«Ile, sapevi ascoltare davvero»
Sovere piange la morte di Ilenia

Una morte improvvisa che ha lasciato senza parole l’intera comunità di Sovere, dove nella giornata di lunedì 18 settembre è arrivata la notizia della scomparsa di Ilenia Bonetti, deceduta a Rimini per quello che a priva vista sembra essere stato un attacco cardiaco che non le ha dato scampo.

Ilenia Bonetti, che avrebbe compiuto 22 anni il prossimo 11 ottobre, era cresciuta a Sellere, la frazione di Sovere, dove i suoi genitori fino a qualche anno fa gestivano il negozio di alimentari con annessa una piccola forneria. Da un paio di settimane, la giovane si era definitivamente trasferita a Rimini, per coltivare i suoi sogni e i suoi interessi. Lunedì mattina però il suo corpo, ormai privo di vita, è stato ritrovato da alcuni amici all’interno della sua abitazione. I carabinieri di Rimini stanno cercando di ricostruire le ultime ore di vita della giovane bergamasca, ma pare che ad uccidere Ilenia Bonetti sia stato un infarto da cui non è riuscita a riprendersi. Inutile l’intervento del soccorso sanitario.

La voce della scomparsa di «Ile» ha iniziato a spargersi a Sovere e sul Sebino quando sulla pagina Facebook della discoteca Scacco Matto di Predore è comparso un post di saluto rivolto alla ragazza dallo staff del locale: «Sapevi ascoltare, Ile, ascoltare davvero... e sapevi parlare delle emozioni che vivevano nel tuo grande cuore». Ilenia Bonetti era un’assidua frequentatrice dello Scacco Matto, ma non era soltanto una cliente: era diventata la mascotte della discoteca e negli ultimi anni era diventata una delle persone di riferimento per tutti gli altri amici che frequentavano il locale.
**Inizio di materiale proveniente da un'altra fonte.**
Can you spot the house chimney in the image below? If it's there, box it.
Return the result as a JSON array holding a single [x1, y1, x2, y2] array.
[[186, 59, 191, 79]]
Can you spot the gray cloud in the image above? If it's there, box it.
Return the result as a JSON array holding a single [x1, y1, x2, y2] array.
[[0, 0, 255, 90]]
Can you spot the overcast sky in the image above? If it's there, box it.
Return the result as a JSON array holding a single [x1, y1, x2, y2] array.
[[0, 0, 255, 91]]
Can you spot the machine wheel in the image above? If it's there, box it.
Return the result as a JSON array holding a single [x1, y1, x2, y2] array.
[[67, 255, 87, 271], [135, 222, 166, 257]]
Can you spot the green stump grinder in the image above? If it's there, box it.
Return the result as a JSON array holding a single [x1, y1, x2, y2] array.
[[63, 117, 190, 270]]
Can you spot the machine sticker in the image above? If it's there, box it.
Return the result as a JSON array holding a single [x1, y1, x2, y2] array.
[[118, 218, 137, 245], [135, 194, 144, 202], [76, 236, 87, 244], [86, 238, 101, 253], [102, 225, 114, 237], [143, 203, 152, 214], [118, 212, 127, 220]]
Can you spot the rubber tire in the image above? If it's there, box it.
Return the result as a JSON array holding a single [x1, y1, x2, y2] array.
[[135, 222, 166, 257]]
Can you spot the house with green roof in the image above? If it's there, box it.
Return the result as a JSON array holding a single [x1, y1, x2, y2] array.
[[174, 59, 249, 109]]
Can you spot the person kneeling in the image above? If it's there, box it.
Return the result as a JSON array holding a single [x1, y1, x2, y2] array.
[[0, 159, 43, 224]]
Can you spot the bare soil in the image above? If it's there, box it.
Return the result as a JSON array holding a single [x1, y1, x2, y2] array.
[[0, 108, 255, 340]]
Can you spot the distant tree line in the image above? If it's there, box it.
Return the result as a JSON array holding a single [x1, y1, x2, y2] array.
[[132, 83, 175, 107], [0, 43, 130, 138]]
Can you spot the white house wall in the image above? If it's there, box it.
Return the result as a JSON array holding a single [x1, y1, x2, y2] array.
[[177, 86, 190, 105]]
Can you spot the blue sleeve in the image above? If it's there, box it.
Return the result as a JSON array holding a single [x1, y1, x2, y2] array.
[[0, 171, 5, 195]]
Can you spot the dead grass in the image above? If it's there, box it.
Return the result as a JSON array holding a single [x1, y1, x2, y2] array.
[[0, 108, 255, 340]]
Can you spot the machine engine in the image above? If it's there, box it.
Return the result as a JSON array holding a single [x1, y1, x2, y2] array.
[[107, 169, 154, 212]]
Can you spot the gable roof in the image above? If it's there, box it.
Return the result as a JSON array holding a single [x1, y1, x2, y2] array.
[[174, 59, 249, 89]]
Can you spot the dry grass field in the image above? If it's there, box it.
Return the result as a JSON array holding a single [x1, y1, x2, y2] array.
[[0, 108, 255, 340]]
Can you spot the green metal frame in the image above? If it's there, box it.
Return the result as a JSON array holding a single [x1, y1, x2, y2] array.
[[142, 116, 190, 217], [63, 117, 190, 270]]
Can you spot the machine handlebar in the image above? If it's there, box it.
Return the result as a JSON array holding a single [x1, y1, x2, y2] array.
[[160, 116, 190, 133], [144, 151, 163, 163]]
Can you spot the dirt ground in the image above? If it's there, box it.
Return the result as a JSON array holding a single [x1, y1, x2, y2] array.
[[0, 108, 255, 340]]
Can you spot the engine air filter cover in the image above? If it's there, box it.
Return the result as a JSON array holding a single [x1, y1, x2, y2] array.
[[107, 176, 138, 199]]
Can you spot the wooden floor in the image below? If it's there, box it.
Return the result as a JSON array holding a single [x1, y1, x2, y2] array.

Con i suoi capelli colorati, la sua esuberanza e la sua contagiosa allegria, la ragazza di Sellere aveva un giro di amici molto vasto ed eterogeneo; a fine agosto ne aveva salutati diversi perché per lei si erano aperte nuove prospettive, professionali e personali, a Rimini, città a cui era molto legata.

Ilenia Bonetti era cresciuta in oratorio a Sovere e poi aveva seguito, a Clusone, il corso per ottenere la qualifica professionale di «tecnico grafico». A Sellere, dove è cresciuta, la notizia della sua morte ha lasciato tutti affranti.